[PATCH 25/26] r/o bind mounts: scalable writer count

Dave Hansen <haveblue@xxxxxxxxxx> · Fri, 22 Jun 2007 13:03:36 -0700

This uses a statically-allocated percpu variable.  All
operations are local to a cpu as long that cpu operates on
the same mount, and there are no writer count imbalances.
Writer count imbalances happen when a write is taken on one
cpu, and released on another, like when an open/close pair
is performed on two different cpus because the task moved.

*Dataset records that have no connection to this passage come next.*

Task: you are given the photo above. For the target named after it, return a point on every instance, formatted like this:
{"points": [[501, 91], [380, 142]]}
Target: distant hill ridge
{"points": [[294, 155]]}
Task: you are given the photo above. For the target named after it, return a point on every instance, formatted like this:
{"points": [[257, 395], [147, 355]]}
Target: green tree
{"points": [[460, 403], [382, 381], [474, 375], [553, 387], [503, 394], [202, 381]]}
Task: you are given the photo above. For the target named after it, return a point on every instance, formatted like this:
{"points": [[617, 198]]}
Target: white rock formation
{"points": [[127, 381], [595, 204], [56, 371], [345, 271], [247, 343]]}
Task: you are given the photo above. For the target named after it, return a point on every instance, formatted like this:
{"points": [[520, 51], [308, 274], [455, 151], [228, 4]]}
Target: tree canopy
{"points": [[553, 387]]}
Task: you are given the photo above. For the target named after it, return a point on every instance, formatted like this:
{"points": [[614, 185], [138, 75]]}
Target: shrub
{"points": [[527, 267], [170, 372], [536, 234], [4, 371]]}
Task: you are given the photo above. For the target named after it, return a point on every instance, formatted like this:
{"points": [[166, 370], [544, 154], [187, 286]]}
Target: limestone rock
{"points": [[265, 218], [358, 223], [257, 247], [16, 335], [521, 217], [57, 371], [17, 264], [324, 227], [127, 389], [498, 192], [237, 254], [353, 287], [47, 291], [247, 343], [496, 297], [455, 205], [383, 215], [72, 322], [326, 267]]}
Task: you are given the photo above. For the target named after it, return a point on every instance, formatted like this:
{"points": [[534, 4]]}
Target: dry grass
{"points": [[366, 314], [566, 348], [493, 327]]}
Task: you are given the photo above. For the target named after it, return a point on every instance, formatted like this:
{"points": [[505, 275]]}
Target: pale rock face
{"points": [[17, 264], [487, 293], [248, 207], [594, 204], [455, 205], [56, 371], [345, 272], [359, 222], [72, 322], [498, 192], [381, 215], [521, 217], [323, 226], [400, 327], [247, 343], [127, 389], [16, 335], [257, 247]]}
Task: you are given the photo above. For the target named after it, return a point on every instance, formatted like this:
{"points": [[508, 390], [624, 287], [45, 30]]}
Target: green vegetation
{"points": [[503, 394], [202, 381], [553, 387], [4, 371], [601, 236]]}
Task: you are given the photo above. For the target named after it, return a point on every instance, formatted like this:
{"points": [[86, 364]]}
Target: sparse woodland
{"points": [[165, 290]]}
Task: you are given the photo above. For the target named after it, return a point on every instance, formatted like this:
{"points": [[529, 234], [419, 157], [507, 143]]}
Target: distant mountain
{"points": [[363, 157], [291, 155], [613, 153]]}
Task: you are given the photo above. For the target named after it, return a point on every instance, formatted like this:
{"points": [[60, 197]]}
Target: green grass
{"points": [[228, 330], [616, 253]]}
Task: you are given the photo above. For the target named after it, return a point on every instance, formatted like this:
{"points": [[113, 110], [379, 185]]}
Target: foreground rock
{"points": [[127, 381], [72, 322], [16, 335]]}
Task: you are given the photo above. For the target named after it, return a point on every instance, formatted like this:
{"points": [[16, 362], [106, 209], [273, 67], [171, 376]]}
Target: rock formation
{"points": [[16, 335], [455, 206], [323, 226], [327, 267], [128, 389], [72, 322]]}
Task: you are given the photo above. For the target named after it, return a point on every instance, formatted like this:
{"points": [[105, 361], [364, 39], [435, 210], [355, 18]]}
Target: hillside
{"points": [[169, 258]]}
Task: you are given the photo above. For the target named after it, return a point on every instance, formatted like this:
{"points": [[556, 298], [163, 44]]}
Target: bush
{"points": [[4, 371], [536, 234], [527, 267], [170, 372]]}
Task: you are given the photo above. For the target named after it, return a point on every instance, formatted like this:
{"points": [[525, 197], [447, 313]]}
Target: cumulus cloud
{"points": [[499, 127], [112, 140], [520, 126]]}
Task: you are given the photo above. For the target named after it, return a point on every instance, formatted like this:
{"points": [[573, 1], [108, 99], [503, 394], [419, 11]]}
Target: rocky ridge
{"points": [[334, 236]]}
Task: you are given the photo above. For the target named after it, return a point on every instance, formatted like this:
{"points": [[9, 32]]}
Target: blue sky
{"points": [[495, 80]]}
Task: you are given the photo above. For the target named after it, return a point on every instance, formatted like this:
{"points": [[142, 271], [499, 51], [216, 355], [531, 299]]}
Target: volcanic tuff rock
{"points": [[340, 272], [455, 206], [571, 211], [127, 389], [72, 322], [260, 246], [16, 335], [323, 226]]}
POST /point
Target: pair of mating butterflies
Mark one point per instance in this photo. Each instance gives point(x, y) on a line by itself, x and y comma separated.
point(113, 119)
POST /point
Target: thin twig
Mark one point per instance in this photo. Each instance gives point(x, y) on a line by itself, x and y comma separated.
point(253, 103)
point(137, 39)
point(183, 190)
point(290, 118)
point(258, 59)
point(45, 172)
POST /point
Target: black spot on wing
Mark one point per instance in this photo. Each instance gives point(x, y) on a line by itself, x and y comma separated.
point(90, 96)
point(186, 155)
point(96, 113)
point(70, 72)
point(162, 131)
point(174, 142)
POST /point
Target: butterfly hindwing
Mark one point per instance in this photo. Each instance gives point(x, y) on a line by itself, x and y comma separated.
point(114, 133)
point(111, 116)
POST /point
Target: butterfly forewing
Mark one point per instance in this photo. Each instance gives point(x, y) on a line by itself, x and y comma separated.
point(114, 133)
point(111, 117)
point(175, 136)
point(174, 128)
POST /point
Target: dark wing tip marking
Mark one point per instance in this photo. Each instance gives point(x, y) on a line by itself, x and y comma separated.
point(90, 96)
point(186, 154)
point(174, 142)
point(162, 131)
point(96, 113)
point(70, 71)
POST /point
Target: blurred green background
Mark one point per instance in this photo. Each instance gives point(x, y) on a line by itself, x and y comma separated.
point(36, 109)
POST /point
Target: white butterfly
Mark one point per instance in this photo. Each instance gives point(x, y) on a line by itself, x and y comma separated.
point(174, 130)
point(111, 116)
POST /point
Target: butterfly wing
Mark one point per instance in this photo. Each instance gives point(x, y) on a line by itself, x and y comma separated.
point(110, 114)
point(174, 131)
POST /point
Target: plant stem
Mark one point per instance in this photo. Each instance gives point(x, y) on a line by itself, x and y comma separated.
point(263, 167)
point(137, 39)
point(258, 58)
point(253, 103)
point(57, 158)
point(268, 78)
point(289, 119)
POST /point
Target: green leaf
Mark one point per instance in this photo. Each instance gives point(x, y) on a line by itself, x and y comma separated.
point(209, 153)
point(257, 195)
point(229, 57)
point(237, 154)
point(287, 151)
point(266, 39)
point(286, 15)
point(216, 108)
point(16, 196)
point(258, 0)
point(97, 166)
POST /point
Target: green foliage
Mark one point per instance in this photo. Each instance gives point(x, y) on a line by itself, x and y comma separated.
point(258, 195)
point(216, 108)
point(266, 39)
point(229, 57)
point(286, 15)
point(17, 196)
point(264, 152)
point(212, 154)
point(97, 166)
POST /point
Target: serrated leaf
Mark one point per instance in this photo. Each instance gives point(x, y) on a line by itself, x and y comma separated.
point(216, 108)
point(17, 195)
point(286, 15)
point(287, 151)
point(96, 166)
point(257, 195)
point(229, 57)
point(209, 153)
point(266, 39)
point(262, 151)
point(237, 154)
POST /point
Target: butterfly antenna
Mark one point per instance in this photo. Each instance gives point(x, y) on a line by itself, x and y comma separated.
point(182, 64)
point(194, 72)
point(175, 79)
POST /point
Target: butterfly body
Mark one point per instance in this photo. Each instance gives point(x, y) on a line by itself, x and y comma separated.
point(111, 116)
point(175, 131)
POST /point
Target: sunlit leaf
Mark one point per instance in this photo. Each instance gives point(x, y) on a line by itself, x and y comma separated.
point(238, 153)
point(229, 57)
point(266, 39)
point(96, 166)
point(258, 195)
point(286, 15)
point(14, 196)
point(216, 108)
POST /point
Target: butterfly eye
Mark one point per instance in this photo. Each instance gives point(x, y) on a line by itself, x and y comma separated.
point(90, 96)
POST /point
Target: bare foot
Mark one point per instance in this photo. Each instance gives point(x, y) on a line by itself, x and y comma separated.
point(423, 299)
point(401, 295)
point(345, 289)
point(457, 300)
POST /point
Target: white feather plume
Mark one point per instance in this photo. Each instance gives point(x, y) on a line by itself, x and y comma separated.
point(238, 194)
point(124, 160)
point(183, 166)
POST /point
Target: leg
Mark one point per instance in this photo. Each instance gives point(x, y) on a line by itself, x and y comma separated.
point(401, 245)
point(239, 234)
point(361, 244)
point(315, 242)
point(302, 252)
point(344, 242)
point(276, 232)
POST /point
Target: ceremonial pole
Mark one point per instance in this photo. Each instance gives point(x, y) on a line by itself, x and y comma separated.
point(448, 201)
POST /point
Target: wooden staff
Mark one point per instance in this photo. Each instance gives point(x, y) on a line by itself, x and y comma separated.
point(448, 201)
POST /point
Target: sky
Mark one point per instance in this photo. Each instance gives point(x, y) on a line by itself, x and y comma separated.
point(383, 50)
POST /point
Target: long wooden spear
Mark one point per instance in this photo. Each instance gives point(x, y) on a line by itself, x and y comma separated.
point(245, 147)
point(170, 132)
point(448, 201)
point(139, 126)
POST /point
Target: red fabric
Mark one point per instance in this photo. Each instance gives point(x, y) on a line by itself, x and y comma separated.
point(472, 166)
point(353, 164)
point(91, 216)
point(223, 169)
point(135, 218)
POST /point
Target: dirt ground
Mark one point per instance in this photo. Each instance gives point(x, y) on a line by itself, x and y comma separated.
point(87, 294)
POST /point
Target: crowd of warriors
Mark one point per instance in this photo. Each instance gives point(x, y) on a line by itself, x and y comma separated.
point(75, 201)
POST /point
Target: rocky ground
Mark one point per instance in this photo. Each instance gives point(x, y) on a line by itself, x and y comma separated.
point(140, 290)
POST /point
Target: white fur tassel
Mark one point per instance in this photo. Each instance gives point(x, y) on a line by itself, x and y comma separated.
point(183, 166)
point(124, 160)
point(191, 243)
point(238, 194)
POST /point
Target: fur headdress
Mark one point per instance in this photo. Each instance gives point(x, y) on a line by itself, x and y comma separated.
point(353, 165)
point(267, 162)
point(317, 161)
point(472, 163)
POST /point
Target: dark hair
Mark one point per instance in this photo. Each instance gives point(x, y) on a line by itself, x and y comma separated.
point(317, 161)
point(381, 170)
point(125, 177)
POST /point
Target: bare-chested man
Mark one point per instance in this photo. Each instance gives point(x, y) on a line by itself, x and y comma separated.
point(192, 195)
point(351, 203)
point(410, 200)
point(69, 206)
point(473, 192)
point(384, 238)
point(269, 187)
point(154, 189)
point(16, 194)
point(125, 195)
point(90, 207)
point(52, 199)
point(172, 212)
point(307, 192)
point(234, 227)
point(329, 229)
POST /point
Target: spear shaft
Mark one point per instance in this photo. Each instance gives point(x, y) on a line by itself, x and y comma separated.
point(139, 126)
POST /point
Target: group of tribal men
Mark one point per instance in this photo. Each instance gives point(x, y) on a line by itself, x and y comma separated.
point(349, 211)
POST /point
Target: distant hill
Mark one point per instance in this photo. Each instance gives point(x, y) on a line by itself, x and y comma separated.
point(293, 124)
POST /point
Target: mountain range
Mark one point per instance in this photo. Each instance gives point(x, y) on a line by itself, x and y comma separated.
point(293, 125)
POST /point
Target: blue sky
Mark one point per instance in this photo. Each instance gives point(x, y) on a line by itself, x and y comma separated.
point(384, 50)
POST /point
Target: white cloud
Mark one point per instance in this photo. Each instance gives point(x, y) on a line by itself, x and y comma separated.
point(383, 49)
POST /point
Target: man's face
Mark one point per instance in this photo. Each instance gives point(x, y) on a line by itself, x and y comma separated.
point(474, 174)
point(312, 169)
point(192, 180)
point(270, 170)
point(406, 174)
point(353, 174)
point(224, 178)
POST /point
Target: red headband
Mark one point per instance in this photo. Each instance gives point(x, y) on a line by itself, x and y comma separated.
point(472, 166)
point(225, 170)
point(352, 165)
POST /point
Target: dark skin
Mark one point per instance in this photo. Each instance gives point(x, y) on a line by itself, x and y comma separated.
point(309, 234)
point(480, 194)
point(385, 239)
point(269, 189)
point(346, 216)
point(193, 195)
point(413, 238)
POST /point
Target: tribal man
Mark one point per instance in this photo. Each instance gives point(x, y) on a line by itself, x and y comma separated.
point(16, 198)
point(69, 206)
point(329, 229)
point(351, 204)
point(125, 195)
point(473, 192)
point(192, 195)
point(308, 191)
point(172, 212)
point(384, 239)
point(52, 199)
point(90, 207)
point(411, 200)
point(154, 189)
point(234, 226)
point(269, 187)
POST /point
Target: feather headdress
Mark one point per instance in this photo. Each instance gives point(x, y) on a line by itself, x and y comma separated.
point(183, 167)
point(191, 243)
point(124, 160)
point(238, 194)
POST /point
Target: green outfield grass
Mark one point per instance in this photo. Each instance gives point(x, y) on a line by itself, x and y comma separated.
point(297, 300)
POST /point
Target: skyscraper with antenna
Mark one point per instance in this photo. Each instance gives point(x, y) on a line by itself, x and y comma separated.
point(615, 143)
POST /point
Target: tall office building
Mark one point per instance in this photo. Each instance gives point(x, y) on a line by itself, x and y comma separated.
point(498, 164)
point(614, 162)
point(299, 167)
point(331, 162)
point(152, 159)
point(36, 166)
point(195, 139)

I've written a little benchmark to sit in a loop for a couple
of seconds in several cpus in parallel doing open/write/close
loops.

http://sr71.net/~dave/linux/openbench.c

The code in here is a a worst-possible case for this patch.
It does opens on a _pair_ of files in two different mounts
in parallel.  This should cause my code to lose its "operate
on the same mount" optimization completely.  This worst-case
scenario causes a 3% degredation in the benchmark.

I could probably get rid of even this 3%, but it would be
more complex than what I have here, and I think this is
getting into acceptable territory.  In practice, I expect
writing more than 3 bytes to a file, as well as disk I/O
to mask any effects that this has.

---

A little history:

These patches used to use a single atomic_t in each vfsmount
to track the number of writers to the mount at any given time.
Open a file for write anywhere on the mount, and you increment
the atomic_t.

This didn't scale on NUMA or SMP.  It caused something like a
4x slowdown in open/write/close operations.  It bounced
cachelines around like mad.  I tried out a new system with a
per-node spinlock and atomic in each vfsmount to replace the
old single atomic.  It worked _much_ better on NUMA, but still
caused a ~6% regression on the same open/write/close operation
set on a normal 4-way SMP machine, because it was still
contended inside of a node.

We could generalize this lock, but this is an awfully specialized
situation, and I'd be worried that people would try to use it
when it isn't absolutely necessary.

Signed-off-by: Dave Hansen <haveblue@xxxxxxxxxx>
---

 lxc-dave/fs/namei.c            |    6 +
 lxc-dave/fs/namespace.c        |  140 ++++++++++++++++++++++++++++++++++++++++-
 lxc-dave/include/linux/mount.h |    9 ++
 3 files changed, 150 insertions(+), 5 deletions(-)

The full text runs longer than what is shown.